If Maryland is to attract and retain employers in this information age, the state must be able to provide a sufficient work force of college graduates. Right now, the state's higher-education system can't meet that goal.

Historically, Maryland schools have lacked adequate state support and depended too much on relatively high tuition rates. Many of the best go elsewhere, and many other qualified students miss out on college altogether because their families can't afford it, the statistics show.

How much should Maryland spend on higher education? The Bohanan commission has developed several benchmarks, and the most important is this -Maryland's support for its schools should be comparable to that provided by 10 states with which we compete economically.

That would mean funding to a level comparable to at least three-quarters of that of peers in such states as neighboring Virginia to tech-savvy North Carolina. And that would require pumping an additional $600 million into the state's higher-education budget, a more than 50 percent increase.

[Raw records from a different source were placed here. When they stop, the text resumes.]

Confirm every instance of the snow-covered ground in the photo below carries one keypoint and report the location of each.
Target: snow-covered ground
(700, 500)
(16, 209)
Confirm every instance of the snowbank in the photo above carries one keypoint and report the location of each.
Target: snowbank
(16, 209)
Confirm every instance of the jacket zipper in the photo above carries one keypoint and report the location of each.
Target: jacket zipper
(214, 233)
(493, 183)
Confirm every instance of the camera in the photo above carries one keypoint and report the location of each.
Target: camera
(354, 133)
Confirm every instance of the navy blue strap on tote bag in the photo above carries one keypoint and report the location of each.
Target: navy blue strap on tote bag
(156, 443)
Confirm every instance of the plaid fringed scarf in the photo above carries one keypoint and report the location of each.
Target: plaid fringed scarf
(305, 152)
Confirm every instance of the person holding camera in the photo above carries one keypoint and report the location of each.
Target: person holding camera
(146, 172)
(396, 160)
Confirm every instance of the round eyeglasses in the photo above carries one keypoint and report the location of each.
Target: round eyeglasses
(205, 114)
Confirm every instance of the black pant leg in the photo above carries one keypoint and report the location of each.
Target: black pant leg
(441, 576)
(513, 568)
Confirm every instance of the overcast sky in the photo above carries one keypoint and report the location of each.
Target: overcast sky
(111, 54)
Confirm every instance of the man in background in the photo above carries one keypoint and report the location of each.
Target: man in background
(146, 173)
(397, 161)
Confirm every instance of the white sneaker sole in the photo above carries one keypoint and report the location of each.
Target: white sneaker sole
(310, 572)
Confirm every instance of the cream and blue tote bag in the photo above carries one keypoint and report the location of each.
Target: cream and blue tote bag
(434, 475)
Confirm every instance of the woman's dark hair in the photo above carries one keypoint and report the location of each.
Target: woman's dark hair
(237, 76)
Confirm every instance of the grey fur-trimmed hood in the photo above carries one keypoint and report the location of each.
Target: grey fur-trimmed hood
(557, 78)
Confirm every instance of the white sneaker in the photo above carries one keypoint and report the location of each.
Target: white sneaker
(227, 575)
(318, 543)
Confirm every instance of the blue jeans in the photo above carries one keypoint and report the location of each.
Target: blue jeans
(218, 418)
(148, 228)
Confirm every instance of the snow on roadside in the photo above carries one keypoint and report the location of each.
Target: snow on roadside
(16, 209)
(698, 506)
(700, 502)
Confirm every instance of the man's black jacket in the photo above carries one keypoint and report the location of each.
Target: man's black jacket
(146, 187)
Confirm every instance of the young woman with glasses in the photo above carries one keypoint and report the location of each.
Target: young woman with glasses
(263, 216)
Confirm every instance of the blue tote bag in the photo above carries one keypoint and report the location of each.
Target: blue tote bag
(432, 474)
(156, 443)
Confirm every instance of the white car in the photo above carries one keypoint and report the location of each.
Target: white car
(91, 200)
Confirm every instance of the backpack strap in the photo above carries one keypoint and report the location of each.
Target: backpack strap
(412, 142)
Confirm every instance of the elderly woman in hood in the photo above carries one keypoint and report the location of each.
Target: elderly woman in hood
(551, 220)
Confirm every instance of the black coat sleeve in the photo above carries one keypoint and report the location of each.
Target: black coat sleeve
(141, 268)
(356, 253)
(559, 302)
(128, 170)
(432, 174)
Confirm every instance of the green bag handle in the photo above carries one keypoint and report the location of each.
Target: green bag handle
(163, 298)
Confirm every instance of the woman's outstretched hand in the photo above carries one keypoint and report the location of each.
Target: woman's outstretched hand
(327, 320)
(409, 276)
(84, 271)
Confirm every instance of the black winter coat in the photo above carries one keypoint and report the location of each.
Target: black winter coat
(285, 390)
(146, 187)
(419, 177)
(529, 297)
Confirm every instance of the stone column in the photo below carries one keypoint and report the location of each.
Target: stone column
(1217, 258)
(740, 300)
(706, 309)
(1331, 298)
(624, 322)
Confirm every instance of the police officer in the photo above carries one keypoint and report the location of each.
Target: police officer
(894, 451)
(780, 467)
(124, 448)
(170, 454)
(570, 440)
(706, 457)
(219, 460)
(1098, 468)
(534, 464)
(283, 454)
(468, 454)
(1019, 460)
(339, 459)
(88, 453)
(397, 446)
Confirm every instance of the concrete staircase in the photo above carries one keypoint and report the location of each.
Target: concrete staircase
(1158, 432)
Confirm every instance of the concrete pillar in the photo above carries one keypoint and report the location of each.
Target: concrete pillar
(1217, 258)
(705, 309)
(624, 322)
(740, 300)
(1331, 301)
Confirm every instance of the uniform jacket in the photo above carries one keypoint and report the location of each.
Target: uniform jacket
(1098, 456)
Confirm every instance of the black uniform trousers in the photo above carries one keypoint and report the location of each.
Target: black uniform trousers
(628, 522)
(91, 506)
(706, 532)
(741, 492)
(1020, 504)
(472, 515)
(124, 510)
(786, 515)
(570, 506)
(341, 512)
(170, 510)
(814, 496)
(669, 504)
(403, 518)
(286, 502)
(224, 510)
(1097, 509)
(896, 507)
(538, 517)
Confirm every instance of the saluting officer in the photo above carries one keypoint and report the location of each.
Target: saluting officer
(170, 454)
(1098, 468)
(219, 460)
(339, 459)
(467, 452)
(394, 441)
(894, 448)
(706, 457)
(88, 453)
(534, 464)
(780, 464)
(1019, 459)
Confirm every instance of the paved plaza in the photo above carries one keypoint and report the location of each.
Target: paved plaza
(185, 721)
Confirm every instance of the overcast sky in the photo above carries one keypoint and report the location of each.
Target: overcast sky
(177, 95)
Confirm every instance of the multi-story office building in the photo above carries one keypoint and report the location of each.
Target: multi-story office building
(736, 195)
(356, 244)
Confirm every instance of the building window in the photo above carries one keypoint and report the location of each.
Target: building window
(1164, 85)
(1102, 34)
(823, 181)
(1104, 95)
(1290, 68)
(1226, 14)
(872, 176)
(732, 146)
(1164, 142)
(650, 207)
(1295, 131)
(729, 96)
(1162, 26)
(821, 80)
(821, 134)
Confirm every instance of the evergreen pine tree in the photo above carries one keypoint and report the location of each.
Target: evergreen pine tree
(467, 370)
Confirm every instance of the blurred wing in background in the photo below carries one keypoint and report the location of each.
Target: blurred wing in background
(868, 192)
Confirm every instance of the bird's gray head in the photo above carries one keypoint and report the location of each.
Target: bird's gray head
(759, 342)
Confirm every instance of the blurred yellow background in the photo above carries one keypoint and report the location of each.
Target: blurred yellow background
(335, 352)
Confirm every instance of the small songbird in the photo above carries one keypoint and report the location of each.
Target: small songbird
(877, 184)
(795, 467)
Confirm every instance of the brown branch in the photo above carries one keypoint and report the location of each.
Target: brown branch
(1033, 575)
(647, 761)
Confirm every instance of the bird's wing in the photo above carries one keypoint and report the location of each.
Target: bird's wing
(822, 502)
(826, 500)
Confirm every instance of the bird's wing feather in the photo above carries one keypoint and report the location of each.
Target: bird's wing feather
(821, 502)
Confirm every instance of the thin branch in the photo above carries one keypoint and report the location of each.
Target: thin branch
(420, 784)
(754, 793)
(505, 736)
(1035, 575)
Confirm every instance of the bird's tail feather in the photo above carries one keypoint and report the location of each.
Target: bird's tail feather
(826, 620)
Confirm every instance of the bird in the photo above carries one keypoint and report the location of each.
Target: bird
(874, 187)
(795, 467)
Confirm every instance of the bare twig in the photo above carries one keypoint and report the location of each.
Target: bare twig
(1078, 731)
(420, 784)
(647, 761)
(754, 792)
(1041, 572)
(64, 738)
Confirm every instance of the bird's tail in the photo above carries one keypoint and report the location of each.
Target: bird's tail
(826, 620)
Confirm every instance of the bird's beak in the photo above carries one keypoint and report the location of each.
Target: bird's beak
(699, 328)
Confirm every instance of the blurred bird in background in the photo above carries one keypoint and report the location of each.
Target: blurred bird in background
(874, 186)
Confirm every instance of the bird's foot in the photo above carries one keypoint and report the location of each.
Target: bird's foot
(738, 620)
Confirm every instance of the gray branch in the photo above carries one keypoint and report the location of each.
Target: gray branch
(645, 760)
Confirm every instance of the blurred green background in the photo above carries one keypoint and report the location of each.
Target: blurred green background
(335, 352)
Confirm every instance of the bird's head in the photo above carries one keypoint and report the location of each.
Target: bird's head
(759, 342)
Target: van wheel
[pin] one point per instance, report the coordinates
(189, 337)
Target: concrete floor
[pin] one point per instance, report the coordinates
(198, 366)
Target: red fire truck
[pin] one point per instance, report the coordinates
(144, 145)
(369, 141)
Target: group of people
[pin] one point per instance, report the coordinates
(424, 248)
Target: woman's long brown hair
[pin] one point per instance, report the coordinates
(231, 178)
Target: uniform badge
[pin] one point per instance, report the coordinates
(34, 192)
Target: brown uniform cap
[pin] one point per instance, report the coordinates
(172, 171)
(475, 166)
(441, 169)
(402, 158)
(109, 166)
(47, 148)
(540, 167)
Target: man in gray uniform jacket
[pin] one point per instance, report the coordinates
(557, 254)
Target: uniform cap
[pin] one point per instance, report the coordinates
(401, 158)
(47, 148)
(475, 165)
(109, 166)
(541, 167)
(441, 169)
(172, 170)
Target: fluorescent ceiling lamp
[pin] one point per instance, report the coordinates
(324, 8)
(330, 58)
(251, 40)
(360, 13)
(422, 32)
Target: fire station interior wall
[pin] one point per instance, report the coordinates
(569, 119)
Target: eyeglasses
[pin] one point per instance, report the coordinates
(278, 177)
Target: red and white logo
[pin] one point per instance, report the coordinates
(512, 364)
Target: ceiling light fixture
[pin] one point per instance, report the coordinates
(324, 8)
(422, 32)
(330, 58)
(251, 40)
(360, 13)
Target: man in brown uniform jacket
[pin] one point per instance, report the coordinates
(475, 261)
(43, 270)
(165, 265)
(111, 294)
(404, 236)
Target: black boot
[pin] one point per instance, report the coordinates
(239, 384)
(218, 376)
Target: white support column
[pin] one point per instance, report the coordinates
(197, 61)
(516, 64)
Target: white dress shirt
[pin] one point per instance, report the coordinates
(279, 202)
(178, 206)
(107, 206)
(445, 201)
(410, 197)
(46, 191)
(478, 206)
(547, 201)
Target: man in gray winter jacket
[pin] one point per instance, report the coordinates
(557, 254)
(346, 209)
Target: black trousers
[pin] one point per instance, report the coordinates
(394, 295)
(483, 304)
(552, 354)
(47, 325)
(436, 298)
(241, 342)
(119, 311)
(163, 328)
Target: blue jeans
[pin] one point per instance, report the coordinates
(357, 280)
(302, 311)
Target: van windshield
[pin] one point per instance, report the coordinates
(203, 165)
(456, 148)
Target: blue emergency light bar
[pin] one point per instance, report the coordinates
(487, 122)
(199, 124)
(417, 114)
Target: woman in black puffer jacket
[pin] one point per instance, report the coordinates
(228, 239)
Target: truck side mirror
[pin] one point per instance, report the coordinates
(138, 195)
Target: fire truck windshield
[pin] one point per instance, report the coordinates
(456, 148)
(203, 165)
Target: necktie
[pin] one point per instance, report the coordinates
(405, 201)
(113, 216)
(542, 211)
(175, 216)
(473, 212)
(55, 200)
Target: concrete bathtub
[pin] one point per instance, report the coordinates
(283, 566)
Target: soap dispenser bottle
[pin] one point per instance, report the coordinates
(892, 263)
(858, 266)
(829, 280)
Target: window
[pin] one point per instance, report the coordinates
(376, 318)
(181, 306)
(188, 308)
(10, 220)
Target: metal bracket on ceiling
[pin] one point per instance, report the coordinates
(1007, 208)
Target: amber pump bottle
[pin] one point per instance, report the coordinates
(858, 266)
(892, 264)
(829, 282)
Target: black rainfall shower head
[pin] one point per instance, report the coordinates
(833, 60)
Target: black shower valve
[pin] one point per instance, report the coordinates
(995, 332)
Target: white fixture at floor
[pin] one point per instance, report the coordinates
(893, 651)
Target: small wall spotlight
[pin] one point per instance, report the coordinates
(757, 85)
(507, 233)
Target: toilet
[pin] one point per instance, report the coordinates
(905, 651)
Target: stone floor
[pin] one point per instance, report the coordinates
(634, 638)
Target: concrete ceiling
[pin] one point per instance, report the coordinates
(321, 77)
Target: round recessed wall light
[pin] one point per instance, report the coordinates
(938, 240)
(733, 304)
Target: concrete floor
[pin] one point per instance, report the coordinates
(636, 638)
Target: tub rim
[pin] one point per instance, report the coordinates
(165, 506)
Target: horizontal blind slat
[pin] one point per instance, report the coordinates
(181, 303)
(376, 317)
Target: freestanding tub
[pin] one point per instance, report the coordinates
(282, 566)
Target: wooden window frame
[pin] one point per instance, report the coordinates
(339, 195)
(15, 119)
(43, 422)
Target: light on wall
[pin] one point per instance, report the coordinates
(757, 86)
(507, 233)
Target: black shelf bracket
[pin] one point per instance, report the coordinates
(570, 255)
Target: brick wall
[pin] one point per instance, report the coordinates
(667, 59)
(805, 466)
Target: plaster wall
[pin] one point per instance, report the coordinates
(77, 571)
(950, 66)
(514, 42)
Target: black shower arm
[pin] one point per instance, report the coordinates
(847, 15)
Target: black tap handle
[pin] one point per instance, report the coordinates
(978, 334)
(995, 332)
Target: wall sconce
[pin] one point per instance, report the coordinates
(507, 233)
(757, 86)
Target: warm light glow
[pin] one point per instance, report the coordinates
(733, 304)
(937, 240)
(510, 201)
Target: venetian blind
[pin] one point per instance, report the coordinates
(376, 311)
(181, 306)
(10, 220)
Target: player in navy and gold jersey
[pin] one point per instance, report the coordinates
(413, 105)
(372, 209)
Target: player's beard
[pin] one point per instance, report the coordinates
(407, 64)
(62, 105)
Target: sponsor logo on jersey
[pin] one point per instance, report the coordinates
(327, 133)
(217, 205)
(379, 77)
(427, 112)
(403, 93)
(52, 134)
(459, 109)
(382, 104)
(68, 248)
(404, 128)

That's almost laughable to contemplate considering Gov. Martin O'Malley reduced the higher-education budget by $15 million this fall and more cuts are on the way. But as a 10-year goal, it's the right direction.

Having the University of Maryland, College Park and other schools charge in-state tuitions comparable to their counterparts in those same 10 select states - as the commission is expected to recommend - is also on the money. Maryland schools need to be world class but they also need to be affordable.

Where might the $600 million come from? Slot machine revenue will no doubt be part of that solution. So might an extension of Maryland's higher-education investment fund, which is set to expire this year. The fund, underwritten by corporate tax revenues, has financed a freeze on public school tuition for the past two years.

The General Assembly need not adopt the Bohanan benchmarks as mandatory, and the commission doesn't intend that. The recession works against it, and the legislature's experience with the Thornton Commission's K-12 spending (a $1.6 billion unfunded mandate) was painful enough.

But it would be a huge, costly mistake for lawmakers to treat these findings as merely advisory. Maryland needs top-flight schools with the capacity to add more students, many of whom won't be able to afford a college education without financial assistance. The competition for jobs in the information age will only intensify; Maryland can't compete successfully without investing more wisely in the future.